The climate is warming, that's reasonably well established. Anthropogenic CO2 is part of the problem, that's clear too. What isn't clear is the climate sensitivity to CO2 -- that's not known to within a factor of two. The likely effects of warming are twofold. First, excessive warming at high latitudes reduces the temperature gradient between the equator and poles, weakening and causing meanders in the jet stream, giving spells of blocking patterns in the jet and more extreme weather events of all sorts. Second, the melting of Greenland and Antarctic ice causes sea-level rise. There are implications for human health, for the food supply, and there are threats to coastal populations.
Now for the bits the greenies tend to leave out. We need robust economies to have any hope of mitigating climate change. If we crash the economy now in a fatalistic fit of green despair we will have no options. There world needs more energy -- MUCH more -- not less. Indians and Africans facing 45 degree temperatures don't want Brid Smith's pointless platitudes, they want air conditioning. And those developing countries *are* going to be powering up regardless. All of Ireland's GHG cuts for the last 16 years were offset by China's increase in coal burning in just the last month! Think about it, just the *increase* in one fuel, in one country, in one month. The problem with greenies like Brid is that they are innumerate. They don't understand how the economy works today, and they don't understand the scale of the problem they claim to be trying to fix.

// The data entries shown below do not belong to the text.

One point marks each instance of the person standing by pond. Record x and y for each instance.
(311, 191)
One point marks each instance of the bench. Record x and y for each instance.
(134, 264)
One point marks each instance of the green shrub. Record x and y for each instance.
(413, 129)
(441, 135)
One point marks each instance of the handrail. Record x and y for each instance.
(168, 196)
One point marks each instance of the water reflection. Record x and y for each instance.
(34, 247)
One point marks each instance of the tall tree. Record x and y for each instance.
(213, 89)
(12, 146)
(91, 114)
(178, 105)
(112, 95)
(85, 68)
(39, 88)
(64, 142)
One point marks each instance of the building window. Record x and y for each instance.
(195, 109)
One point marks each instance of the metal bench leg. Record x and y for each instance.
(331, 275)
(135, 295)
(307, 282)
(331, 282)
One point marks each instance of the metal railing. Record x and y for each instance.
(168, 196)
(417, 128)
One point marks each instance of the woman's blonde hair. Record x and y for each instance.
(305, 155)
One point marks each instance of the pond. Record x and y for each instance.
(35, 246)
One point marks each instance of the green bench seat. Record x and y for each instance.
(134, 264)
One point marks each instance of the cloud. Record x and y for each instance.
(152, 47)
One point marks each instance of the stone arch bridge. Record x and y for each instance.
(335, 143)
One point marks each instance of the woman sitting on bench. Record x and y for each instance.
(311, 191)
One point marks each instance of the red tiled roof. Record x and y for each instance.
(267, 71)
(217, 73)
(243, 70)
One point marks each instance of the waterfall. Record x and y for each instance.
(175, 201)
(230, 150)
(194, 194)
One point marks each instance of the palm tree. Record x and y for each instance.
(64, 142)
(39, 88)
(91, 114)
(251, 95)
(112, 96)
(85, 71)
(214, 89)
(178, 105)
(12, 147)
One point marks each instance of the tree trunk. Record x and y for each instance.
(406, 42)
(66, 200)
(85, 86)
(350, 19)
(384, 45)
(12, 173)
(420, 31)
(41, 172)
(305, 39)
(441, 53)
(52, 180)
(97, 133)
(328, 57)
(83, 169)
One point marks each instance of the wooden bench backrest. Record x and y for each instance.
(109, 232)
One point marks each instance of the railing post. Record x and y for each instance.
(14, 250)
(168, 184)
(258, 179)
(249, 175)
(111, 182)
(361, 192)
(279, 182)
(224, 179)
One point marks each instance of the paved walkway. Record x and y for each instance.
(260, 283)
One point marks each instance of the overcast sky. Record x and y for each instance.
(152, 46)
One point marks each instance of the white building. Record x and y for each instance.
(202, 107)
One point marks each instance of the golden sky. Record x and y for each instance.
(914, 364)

We are totally, utterly, dependant on energy. Without it, literally billions would die -- and that's a guaranteed fact, not a hypothesis. Is that Brid's alternative to climate armageddon? No matter how serious you think climate change is -- and don't let anyone pretend there are not large uncertainties in the likely effects -- it has to be balanced against a guaranteed global disaster if we "power down". Things look different when you sanely consider the alternatives, instead of the schoolkid conspiracy story that "white middle aged men are trying to kill everyone for selfish gain".
So here are some possibilities. We need an utterly massive scaling up of investment in nuclear power . (That doesn't usually go down well with the greens). We need solar and wind power and transition fuels, especially NG, lots of it. We need to plant a trillion trees. We need to pump billions of gallons of water to inland desert Antarctica to offset ice loss. We need to build ocean defences, or strategically abandon some locations to the sea. There are many things we can do. All of them need lots of cheap energy, of course.